You get 2 gigabytes of free space so you can share some pretty big files that way too, or you can use it as a small off-site backup system. There’s no size limitations so you can waste the full 2 GB on a single file if you like.

Here’s some more cool stuff you can do with your Dropbox account:

  1. Share uploaded files using direct links. No adds, no fuss, just a direct link to the file to download.
  2. Share a whole folder with someone else’s Dropbox account. Allows for easy collaboration. Neat.
  3. Dropbox keeps a 30 day delete/change history of your files. So you can download a previous version of a file, or undelete it. It’s like a mini-source control system.
  4. Access your files from the website without the need to install the Dropbox client software. Handy in case you want to access a file from a computer where you can’t or don’t want to install the client.
  5. It’s secure. You files are encrypted with your account password on the server so even the Dropbox folks can’t see what they are and uploads go over an encrypted channel so peeping Toms get no idea either.
  6. It’s multi-platform. Linux, Mac, Windows and even the bloody iPhone. Go figure.

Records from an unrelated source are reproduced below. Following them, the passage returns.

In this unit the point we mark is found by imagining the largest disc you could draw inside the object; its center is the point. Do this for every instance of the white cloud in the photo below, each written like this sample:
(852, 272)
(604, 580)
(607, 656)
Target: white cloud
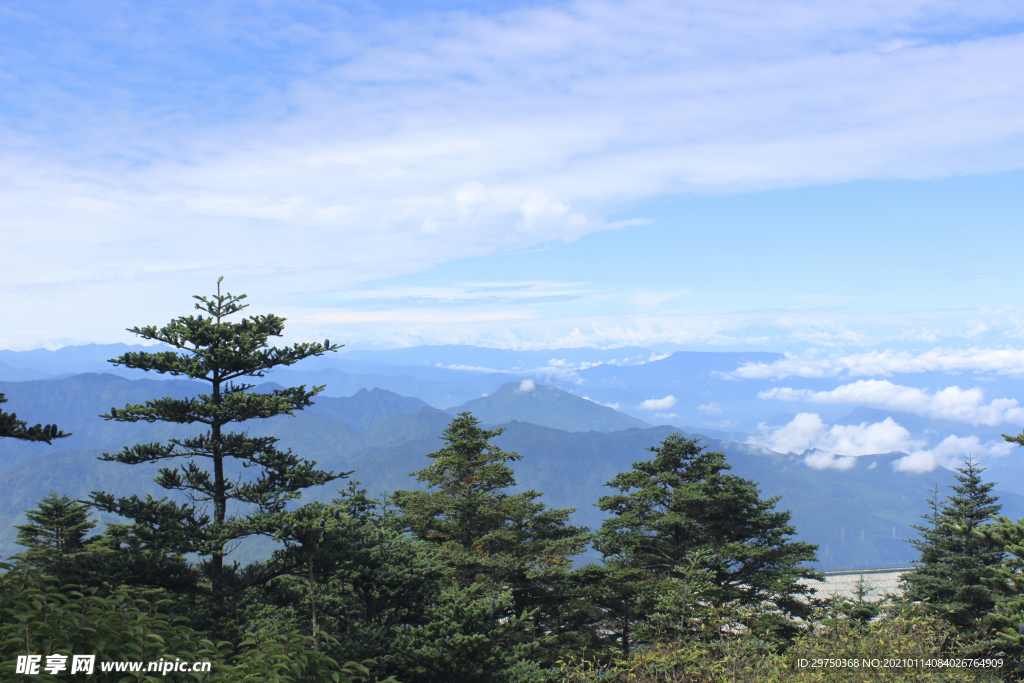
(472, 369)
(949, 403)
(366, 147)
(950, 452)
(1003, 361)
(837, 446)
(658, 403)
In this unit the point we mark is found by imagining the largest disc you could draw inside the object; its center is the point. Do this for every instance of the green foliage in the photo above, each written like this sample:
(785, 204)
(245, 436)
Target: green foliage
(57, 527)
(219, 352)
(486, 537)
(11, 427)
(38, 617)
(731, 650)
(954, 563)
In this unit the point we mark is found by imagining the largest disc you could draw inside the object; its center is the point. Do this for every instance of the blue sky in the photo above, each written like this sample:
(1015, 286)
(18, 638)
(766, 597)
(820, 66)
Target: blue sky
(786, 176)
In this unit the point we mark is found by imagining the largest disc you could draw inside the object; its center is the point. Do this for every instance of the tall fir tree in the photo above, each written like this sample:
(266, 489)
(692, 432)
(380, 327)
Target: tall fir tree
(682, 514)
(11, 427)
(217, 351)
(953, 562)
(488, 537)
(56, 528)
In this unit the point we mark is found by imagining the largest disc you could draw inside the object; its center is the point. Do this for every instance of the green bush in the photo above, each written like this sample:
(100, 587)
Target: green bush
(728, 651)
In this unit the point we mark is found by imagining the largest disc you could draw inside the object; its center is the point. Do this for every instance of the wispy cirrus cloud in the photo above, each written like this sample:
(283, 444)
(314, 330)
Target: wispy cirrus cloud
(998, 360)
(310, 147)
(949, 403)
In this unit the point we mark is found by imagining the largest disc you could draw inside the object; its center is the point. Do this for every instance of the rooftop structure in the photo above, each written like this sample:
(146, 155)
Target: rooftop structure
(844, 584)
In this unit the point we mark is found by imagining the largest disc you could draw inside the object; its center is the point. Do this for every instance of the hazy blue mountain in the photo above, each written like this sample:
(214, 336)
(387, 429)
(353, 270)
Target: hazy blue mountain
(366, 407)
(10, 373)
(860, 517)
(75, 359)
(547, 407)
(332, 424)
(459, 387)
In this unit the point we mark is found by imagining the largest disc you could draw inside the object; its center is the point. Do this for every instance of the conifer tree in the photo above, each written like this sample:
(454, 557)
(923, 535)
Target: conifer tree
(220, 352)
(486, 536)
(57, 528)
(681, 513)
(11, 427)
(953, 561)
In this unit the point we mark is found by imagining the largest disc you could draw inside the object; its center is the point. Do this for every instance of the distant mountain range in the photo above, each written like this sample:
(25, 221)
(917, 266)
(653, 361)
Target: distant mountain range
(570, 447)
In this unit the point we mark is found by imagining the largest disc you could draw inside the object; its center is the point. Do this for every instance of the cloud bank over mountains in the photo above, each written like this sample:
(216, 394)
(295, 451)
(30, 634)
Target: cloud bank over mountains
(950, 403)
(886, 363)
(839, 445)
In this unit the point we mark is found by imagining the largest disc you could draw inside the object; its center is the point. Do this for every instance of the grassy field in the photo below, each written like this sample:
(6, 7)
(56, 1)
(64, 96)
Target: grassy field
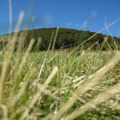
(59, 85)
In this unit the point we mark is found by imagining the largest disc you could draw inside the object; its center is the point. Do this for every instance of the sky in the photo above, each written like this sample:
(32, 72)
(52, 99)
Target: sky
(92, 15)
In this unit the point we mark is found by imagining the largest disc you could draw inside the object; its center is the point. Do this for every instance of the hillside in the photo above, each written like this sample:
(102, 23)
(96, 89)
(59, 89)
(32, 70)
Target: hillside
(61, 38)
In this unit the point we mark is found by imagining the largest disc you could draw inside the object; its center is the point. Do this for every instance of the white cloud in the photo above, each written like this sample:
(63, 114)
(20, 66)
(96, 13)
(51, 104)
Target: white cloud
(85, 24)
(68, 24)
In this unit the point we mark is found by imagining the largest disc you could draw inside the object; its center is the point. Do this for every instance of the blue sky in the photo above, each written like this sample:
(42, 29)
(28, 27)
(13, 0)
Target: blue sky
(77, 14)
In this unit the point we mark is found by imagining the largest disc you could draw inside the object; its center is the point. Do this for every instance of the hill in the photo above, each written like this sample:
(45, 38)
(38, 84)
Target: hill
(60, 38)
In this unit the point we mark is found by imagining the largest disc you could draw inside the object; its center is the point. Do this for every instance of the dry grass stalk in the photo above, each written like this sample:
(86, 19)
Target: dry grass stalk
(92, 81)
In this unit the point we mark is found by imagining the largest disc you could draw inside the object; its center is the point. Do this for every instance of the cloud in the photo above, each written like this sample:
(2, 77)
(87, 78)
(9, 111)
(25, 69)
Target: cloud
(78, 25)
(68, 24)
(85, 24)
(93, 14)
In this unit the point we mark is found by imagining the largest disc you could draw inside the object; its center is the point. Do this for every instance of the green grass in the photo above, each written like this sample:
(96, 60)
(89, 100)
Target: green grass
(64, 72)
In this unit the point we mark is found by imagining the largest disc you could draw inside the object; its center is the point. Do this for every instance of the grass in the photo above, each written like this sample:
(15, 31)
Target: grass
(59, 85)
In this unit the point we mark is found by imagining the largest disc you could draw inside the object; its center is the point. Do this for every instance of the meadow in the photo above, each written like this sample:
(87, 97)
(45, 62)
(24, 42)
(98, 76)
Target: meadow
(59, 84)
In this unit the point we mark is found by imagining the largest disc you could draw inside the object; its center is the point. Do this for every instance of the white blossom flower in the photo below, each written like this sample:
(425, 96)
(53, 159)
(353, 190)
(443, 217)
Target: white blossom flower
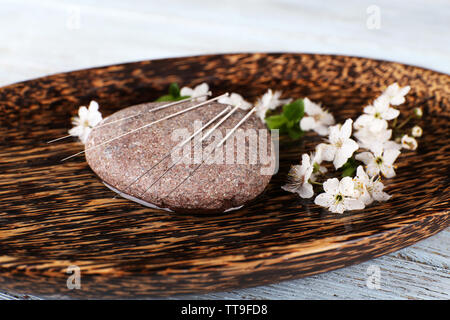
(236, 100)
(418, 112)
(368, 189)
(376, 116)
(409, 143)
(372, 140)
(339, 196)
(299, 178)
(199, 91)
(318, 119)
(416, 131)
(379, 161)
(269, 101)
(340, 146)
(316, 160)
(395, 94)
(86, 120)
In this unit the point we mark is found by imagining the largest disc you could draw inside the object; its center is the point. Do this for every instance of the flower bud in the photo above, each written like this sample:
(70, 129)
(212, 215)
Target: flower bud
(409, 143)
(418, 112)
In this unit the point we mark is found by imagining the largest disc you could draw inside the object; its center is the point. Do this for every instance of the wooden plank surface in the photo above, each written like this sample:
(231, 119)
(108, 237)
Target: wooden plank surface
(44, 37)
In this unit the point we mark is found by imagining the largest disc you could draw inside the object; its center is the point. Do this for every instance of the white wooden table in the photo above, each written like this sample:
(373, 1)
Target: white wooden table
(42, 37)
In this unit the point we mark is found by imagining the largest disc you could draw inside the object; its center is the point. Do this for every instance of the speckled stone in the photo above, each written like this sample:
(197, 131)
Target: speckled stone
(212, 188)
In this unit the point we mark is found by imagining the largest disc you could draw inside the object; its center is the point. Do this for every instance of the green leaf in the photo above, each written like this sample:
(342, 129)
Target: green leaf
(174, 90)
(294, 111)
(276, 121)
(349, 168)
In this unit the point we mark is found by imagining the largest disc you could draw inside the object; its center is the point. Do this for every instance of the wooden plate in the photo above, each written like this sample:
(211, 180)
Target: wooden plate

See the full list of features if you think this sounds pretty sweet and if you join up using this referrer link you’ll be giving me an additional 250MB for my own account, which is also pretty damn sweet. Thanks!

Photo by helgasms!, cc-licensed.

more free file hosting bizznizz

ghost in the Machine / deus ex macintosh
cc-licensed photo by ehoyer

Hosting audio, video or text files publicly is what archive.org is for. But what if you want to share to a more limited audience, like a few friends, or some lad you have to send a bunch of files to so he can do some mastering on it for an awesome project you’re doing?

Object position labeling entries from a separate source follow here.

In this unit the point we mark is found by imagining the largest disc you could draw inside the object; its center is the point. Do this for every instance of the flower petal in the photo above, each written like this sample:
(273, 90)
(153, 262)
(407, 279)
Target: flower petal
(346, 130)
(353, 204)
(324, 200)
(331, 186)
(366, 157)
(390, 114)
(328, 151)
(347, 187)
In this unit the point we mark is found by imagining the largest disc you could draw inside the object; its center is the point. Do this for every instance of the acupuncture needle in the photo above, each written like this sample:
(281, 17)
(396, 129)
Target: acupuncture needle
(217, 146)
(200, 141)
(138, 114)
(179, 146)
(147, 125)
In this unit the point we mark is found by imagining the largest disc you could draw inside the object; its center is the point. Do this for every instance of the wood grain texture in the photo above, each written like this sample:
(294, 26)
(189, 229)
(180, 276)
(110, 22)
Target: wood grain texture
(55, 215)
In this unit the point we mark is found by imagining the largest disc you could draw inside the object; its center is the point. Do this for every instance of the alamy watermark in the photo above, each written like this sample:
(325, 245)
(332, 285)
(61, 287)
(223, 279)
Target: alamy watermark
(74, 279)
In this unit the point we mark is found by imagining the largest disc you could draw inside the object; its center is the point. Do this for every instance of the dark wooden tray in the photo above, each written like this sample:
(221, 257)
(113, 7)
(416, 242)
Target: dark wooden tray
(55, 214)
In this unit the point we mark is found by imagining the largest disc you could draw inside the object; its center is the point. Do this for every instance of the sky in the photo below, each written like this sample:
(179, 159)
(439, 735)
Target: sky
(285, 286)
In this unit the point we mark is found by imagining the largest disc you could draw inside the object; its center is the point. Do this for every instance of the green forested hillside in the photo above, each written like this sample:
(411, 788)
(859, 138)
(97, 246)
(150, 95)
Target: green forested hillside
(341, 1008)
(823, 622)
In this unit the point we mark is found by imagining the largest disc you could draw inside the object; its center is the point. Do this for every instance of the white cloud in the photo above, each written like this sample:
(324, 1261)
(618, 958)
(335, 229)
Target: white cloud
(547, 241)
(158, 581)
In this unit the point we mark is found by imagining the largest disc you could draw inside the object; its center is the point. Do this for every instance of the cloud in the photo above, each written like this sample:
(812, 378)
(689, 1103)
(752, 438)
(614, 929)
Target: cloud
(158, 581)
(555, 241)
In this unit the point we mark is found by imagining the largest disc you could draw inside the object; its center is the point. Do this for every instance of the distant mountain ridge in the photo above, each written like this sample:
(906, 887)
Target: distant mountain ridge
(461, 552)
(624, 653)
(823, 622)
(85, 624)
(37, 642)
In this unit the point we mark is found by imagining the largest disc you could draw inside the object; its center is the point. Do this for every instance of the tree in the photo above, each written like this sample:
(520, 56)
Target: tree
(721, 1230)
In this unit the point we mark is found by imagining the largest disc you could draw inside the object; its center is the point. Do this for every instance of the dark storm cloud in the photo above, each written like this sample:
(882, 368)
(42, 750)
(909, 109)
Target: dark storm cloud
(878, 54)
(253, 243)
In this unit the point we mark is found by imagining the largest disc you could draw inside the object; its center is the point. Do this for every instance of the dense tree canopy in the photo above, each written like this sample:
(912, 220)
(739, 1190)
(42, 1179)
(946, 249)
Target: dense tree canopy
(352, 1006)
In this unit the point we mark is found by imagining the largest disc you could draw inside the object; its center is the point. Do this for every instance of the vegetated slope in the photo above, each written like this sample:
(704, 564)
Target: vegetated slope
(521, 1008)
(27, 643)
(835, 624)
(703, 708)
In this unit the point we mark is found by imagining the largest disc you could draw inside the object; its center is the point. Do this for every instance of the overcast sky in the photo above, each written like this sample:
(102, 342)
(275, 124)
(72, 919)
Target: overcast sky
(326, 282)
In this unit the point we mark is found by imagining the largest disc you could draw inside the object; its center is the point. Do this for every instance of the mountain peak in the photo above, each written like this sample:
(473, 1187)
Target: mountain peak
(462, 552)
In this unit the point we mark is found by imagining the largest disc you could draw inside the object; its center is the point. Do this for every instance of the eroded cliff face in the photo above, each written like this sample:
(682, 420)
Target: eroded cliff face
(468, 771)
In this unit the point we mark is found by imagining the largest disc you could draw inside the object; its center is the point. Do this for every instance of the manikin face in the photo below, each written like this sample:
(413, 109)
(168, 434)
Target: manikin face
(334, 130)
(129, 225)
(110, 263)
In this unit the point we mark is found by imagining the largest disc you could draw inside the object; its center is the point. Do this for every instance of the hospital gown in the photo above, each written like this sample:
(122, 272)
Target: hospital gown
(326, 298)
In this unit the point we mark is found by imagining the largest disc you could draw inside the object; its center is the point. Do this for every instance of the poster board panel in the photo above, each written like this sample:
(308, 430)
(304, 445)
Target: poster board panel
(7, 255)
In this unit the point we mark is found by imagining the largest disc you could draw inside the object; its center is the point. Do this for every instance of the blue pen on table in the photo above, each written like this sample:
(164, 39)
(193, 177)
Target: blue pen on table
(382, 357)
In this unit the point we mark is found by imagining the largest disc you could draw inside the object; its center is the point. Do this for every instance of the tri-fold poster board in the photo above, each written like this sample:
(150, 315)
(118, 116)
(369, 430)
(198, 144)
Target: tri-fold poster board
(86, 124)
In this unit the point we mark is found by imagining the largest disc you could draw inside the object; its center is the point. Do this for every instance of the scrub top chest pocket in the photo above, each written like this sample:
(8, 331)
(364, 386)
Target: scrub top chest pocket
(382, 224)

Well, mediafire.com is pretty damn suited for stuff like that. It’s not just a file hosting site like there are a ton out there. It looks the same at first, and you can use it for the odd anonymous upload like the others, but you can also create a free account there, and unlock some nifty new features.  Here’s what you can do with it:

  • Host files up to 100 MB. If your files are bigger (and mine where) you can use 7zip to split them up into 100MB parts, and upload those
  • Unlimited disk space. Sounds kick ass doesn’t it? Here it goes again: Unlimited disk space!! Rad.
  • With an account, you can manage your shared files. Create folders, share folders, delete files/folders etc.
  • Link and embed code is generated for you. You only have to copy paste it. There’s even a button to that just that for you. I mean, really, they can’t make it any easier than that.
  • Your files do not get deleted after a certain period of inactiviy. They simply don’t get deleted automatically, so you don’ t need to bother with links timing out after a few weeks.
  • Embed your files on your own site. If you’re short on webspace and embed some video on your blog, myspace or whatever, this might be just what you are looking for.
  • Add descriptions and tags to your files. Tags are still hip right? Well, they support it.
  • Unshare files, making them only available to yourself again. Like when you fucked up and hosted some pictures that shouldn’t have been seen by the world, and certainly not the entire internet. Whoops.
  • No obnoxious ads for your downloaders, and none for you either. Ads are there, but they are subtle. I like that. The other file hosting services screw up bigtime in that department.
  • Photo Gallery view. Now I’d recommend Flickr to host your photo’s of course, but this isn’t bad either. As I said, no limitations here, and pictures get automatically resized into thumbs and smaller views to keep it easy on the low bandwidth downloader. You can see an example here of some silly TV screenshots I took. You’ll have to click the Photo Gallery link on the top right.

So I guess mediafire doesn’t suck. Sometimes you have to upload things twice though, as it goofs up somewhere in the upload process. For small files that ain’t too bad, but for huge ones it really sucks. But hey, it’s free remember, so it’s still pretty darn cool to be able to manage and share files for free like this.